Outra questão-chave neste processo diz respeito à identificação dos “pontos de viragem”. Pontos de viragem (threshold) ou limiares críticos são definidos por Santos (2011) “como um momento de rotura, de separação entre regimes alternativos de um sistema”. Neste caso, um regime é entendido como uma configuração identificável em um

sistema, no que se refere a sua estrutura, função, interação e identidade. Assim, o ponto de viragem pode ser visto como um momento de dramática mudança (SANTOS, 2011). Nesta perspectiva, a resiliência é entendida como a capacidade do sistema para absorver perturbações e crises sem atravessar um limiar crítico ou ponto de viragem para um regime alternativo. Portanto, seria de suma importância para o entendimento da resiliência de uma região, não só identificar as perturbações e crises, mas também, os pontos de viragem. Afinal, ao ultrapassar estes limites poderiam ocorrer mudanças na direção que o sistema se move, de forma gradual ou abrupta.

3.2.2.3 Espaço e Tempo

A elaboração de estudos sobre a resiliência enfrenta, ainda, um outro importante desafio, que é a definição das escalas espacial (limites regionais em que a resiliência pode ser observada e medida) e temporal que o estudo irá abranger. Neste sentido, Pendall et al. (2009) e Christopherson et al. (2010) alertam para a complexidade desse desafio. Afinal, um pesquisador pode tornar uma região mais ou menos resiliente simplesmente manipulando as fronteiras regionais para abranger ou eliminar territórios, sendo que isso também se aplica para a escala de tempo. Além disso, é fundamental reconhecer se o que a região enfrenta seria o que Pike et al. (2010) chamam de choques agudos ou de distúrbios crônicos, já que isto influencia diretamente na escala de tempo. Enquanto alguns anos poderiam ser suficientes para entender a resiliência de uma região devido um choque agudo, um terremoto, por exemplo, em outros casos poderia se levar uma geração para perceber como aquela região está mudando em virtude de choques crônicos, como ocorre no caso de uma transformação econômica prolongada.
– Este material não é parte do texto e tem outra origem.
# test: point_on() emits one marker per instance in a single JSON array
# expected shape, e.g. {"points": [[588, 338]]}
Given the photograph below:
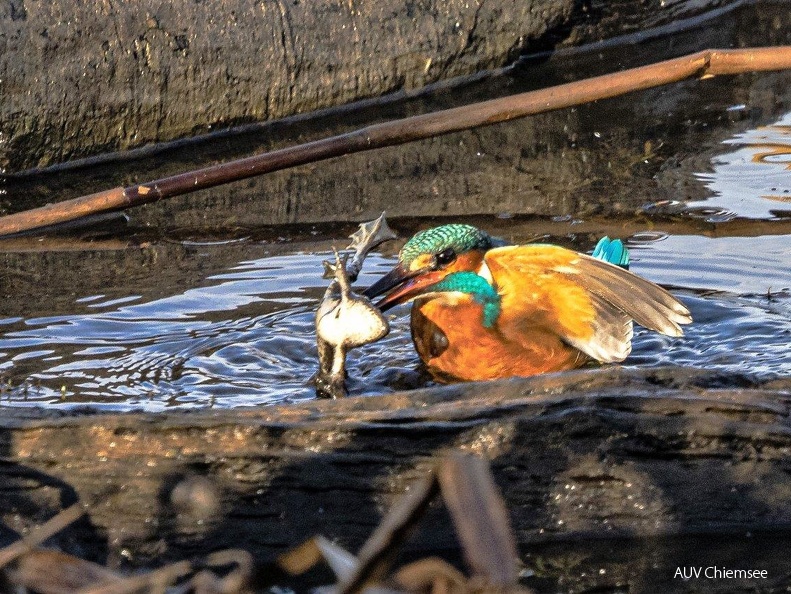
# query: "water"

Choques agudos tendem a ser mais facilmente identificáveis nas análises de resiliência. Já, os distúrbios crônicos, ao contrário, normalmente são difíceis de identificar, mas ambas são fundamentais para aferir a resiliência das regiões. Além disso, não se pode perder de vista a hipótese de que, depois de uma crise ou de uma perturbação, os diferentes componentes do sistema não reajam com a mesma velocidade, surgindo, por exemplo, uma resiliência diferencial dentro da região: alguns espaços, funções e atividades tendem a se recuperar mais rapidamente do que outros. Reghezza-Zitt et al. (2012) citam o caso de Nova Orleans, nos Estados Unidos, onde algumas comunidades reagiram mais rapidamente que outras na reconstrução da região

destruída pelo Furacão Katrina.

Outra questão importante, segundo Santos (2011), seria a existência de interações e interdependência entre escalas espaciais e temporais, que contribuem para modelar a estrutura e trajetória de cada sistema. Neste contexto, quanto mais pequena for a escala do SSE, mais susceptível esta é perante as influências externas de outros sistemas (ABEL et al., 2006). As interações entre escalas são extremamente influentes, não sendo possível compreender os SSE numa perspectiva isolada e contínua. Por isso, é necessário sempre levar em consideração a forma como as escalas superiores ou inferirores influenciam o espaço de estudo (SANTOS, 2011). Ou seja, para entender a resiliência de uma região não se pode perder de vista que, ao longo do tempo, uma trajetória de desenvolvimento vai sendo moldada pela aprendizagem coletiva, pela cultura, pelas pertubações e crises, bem como, pelo seu relacionamento com a base ambiental e os recursos naturais que a suportam, que fazem com que cada região tenha sua identidade específica.